In 2007, the warnings became starker still. IPCC scientists said they knew that “many millions more people” would be exposed to flooding by the 1980s. The report found that if emissions remain high, 60 per cent of all species would be wiped out by the year 2080 in Europe. Also in 2007, Al Gore and the IPCC shared the Nobel Peace Prize for their work on protecting the future world’s climate.
In 2008, the Climate Change Act was created and landmark policy meant the UK would have to reduce emissions by 90 per cent by 2050.

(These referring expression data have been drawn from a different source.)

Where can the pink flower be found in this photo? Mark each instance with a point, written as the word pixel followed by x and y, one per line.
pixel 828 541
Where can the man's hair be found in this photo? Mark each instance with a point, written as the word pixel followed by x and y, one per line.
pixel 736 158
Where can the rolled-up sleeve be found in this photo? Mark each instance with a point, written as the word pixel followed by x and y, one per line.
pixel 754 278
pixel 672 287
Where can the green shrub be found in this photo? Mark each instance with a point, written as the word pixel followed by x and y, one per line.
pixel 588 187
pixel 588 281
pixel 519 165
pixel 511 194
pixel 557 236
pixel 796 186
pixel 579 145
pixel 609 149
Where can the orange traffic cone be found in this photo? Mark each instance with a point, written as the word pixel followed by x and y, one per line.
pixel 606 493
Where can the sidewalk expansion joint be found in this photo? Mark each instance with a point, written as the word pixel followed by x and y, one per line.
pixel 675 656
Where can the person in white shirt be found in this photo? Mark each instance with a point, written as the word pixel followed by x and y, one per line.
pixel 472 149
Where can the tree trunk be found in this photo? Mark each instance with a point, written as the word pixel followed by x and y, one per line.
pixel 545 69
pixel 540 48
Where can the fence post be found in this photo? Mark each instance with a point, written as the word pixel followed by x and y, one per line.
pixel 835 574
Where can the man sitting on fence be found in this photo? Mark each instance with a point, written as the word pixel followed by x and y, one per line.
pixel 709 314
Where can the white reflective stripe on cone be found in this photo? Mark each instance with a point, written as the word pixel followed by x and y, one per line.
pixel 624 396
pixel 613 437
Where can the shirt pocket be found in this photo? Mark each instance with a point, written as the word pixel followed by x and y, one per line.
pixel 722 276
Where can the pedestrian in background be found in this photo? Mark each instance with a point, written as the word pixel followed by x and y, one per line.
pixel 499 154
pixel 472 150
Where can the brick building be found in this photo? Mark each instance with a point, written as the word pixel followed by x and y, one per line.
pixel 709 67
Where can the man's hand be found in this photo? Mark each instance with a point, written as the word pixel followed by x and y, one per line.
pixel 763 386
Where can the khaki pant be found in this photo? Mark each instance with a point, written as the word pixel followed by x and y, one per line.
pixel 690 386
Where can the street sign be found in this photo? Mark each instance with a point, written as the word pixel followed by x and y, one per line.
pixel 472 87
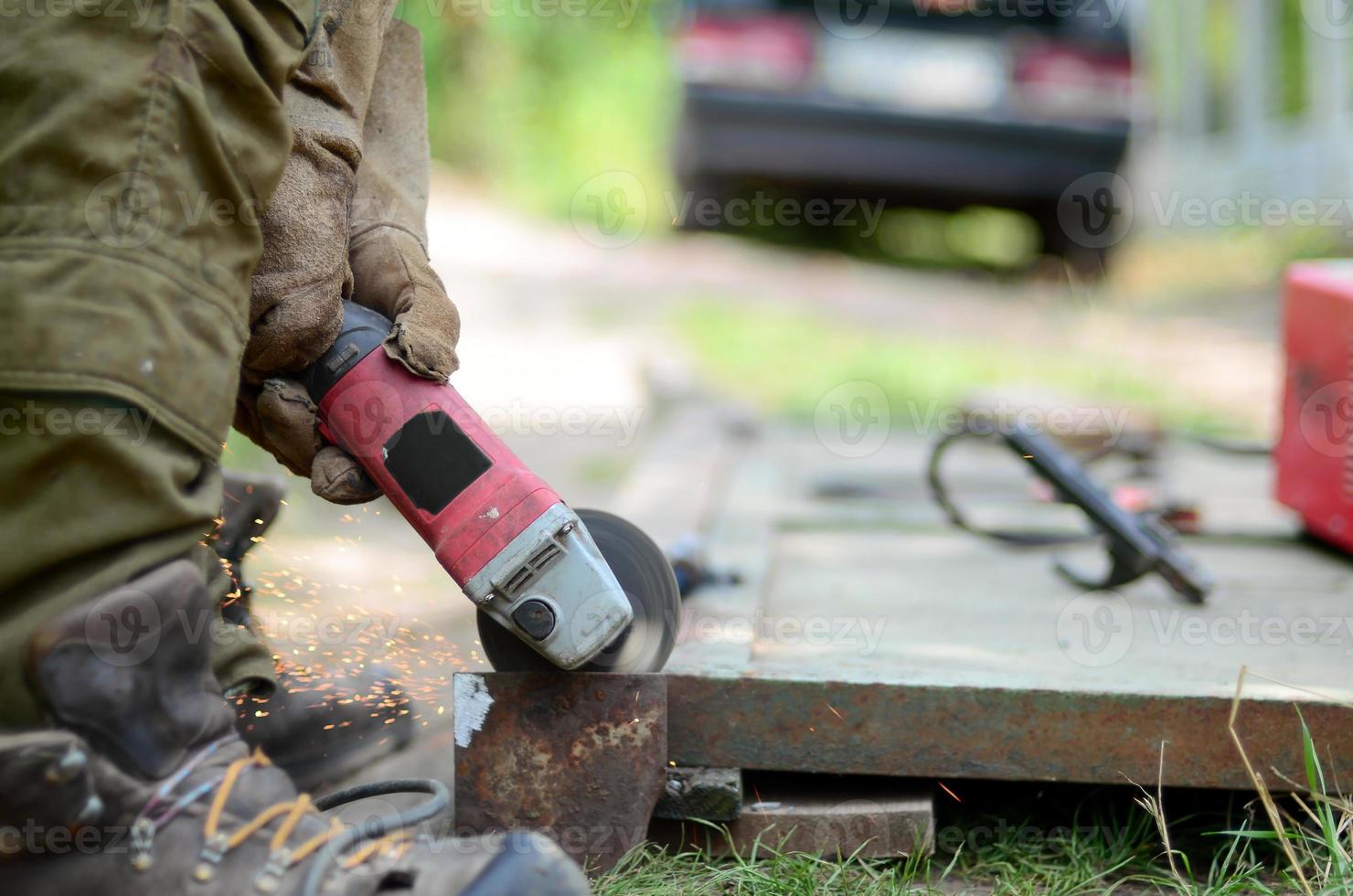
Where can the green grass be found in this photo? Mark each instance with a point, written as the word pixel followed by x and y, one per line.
pixel 785 361
pixel 1105 842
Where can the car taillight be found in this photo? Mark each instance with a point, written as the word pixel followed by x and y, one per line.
pixel 1073 83
pixel 755 51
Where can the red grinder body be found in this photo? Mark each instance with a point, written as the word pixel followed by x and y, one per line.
pixel 501 532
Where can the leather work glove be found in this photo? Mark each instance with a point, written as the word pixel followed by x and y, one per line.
pixel 348 221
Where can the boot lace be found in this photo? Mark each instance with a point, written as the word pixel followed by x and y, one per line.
pixel 383 836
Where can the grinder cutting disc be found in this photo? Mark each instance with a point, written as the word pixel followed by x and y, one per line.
pixel 647 580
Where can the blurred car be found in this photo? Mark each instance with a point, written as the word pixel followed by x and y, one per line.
pixel 923 103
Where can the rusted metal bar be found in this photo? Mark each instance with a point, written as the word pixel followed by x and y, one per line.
pixel 859 727
pixel 580 757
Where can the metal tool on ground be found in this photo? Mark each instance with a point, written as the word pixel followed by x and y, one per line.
pixel 1136 543
pixel 563 589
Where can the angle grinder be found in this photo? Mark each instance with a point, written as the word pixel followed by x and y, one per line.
pixel 555 588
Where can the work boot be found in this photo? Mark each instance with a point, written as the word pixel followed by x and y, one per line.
pixel 146 786
pixel 317 737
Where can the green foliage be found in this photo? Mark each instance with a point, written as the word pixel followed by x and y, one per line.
pixel 538 103
pixel 785 360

However, high awareness of climate change was wiped out with the financial crisis. In the UK, many climate change policies were seen as too expensive and Amber Rudd made an energy policy “reset” speech focusing on cutting prices, giving environmental promises a back seat. Rural Tory voters did not like onshore wind and there was a manifesto commitment to end subsidies for it.
Gross says: “In 2015 the Conservative majority government cut a swathe of policies, this included scrapping the 2015 zero carbon homes target, the Green Deal, the £1bn Carbon Capture and Storage Demonstration Programme, closing support schemes to onshore wind and a number of other measures. Whilst some policies deserved to be scrapped this was quite devastating at the time.”
So where do we stand now?
The Paris Agreement set out global plans to limit warming to 1.5C more than pre-industrial levels. However, only two countries – Gambia and Morocco – are on track to meet their targets. In one of her last acts in office before leaving No 10, Theresa May promised to reach net zero by 2050.

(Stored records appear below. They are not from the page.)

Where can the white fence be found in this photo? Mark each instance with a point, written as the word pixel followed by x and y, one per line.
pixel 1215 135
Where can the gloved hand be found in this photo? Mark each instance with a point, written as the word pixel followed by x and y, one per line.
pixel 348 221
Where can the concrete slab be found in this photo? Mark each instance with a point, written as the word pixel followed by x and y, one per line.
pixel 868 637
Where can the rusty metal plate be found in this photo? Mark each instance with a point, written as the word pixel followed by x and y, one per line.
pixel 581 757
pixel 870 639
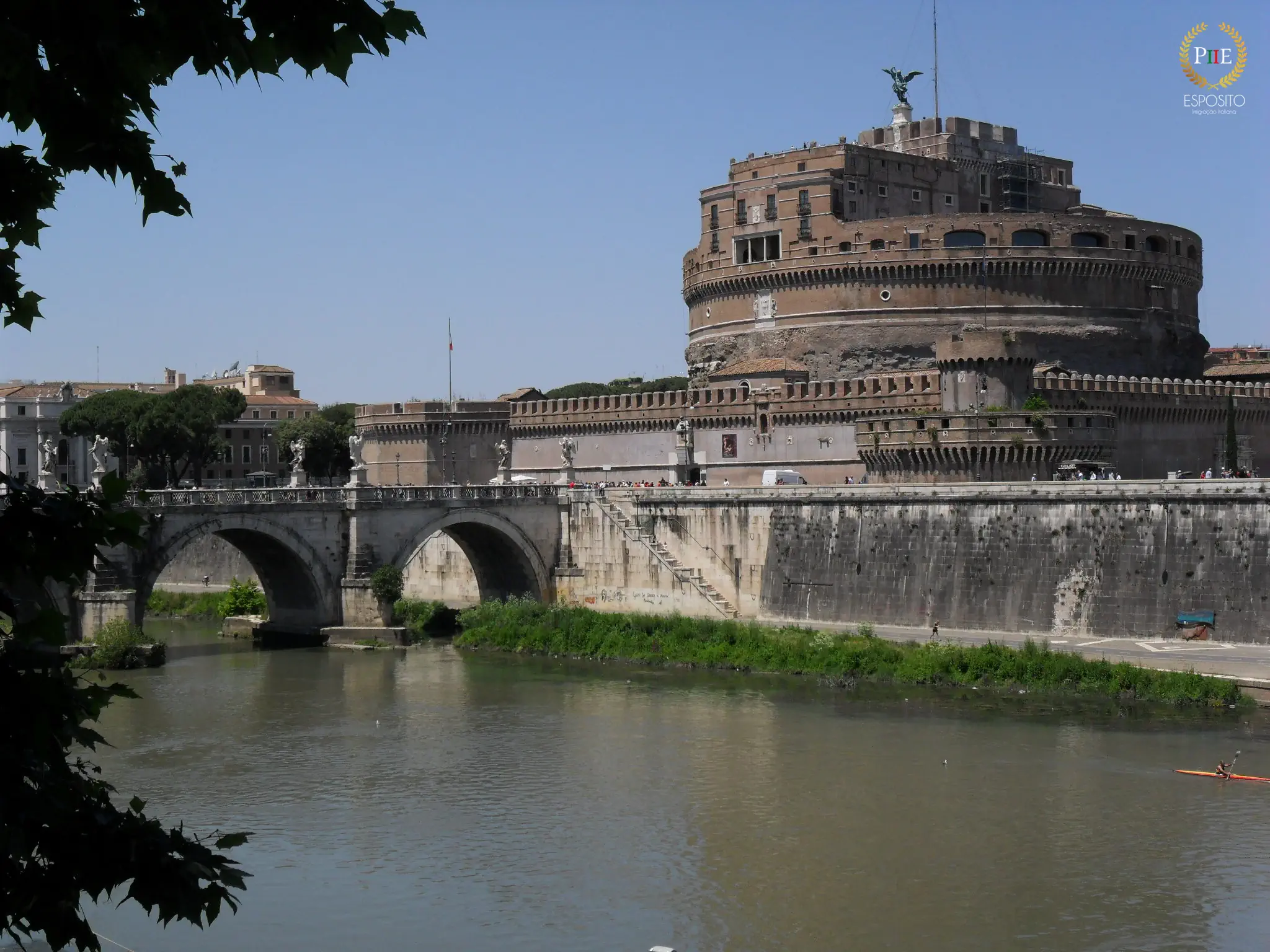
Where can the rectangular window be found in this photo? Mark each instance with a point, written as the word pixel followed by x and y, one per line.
pixel 761 248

However, the CCC’s annual progress report found the UK has delivered just one of 25 critical policies to get greenhouse gas reductions on track. They found the government is currently doing less to help homes and businesses cope with the challenges of a warming climate than it did 10 years ago – despite declaring a climate emergency.
Conservative party politician Lord Deben said earlier this year: “The whole thing is run by the government like a Dad’s Army operation. We can’t go on with this ramshackle system, which puts huge pressure on individuals, who are reacting well – but the system is not fit for purpose, and doesn’t begin to face the issues.”
Mainly weary scientists feel more hopeful now than they did at the start of this millennium as people – often powered by youthful exuberance – take to the street demanding change. But time is quickly running out.
David Reay, professor of carbon management at the University of Edinburgh, says: “In 2000 the path to a relatively safe climate future was still open to us, one that would have been so much cheaper and easier than the options we now face. The gently sloping pathway of 2000 is long gone. But in 2019 we still have a choice, we can still deliver on the Paris goals and give ourselves a fighting chance of avoiding the disastrous impacts that come with a more than 2C future.”
He says some important progress has been made in the UK. “The decarbonisation of energy has become one of the biggest wins,” he says. “We’ve seen rates of wind and solar development that we couldn’t have dreamed of 20 years ago, with prices of renewable energy generation falling to levels where they can really compete with, and beat, fossil fuels.”
This transition isn’t all in the future. Fifty per cent of the power sector is low carbon or zero carbon and changes are happening elsewhere such as in transport with the rise of electric vehicles. However – there is still a lot to do – houses will need to be retrofitted with insulation, boilers replaced with heat pumps, we’ll also have to change our diets and dramatically cut down on flying.
Technical progress has made it much more feasible – and often cheaper – to opt for renewable options. There is clearly enough ambition to drastically cut emissions and this needs to be followed up with action, but the clock is ticking. “Our species is breathtakingly innovative, adaptable and determined. It’s our poor time-keeping that has me worried,” says Professor Reay.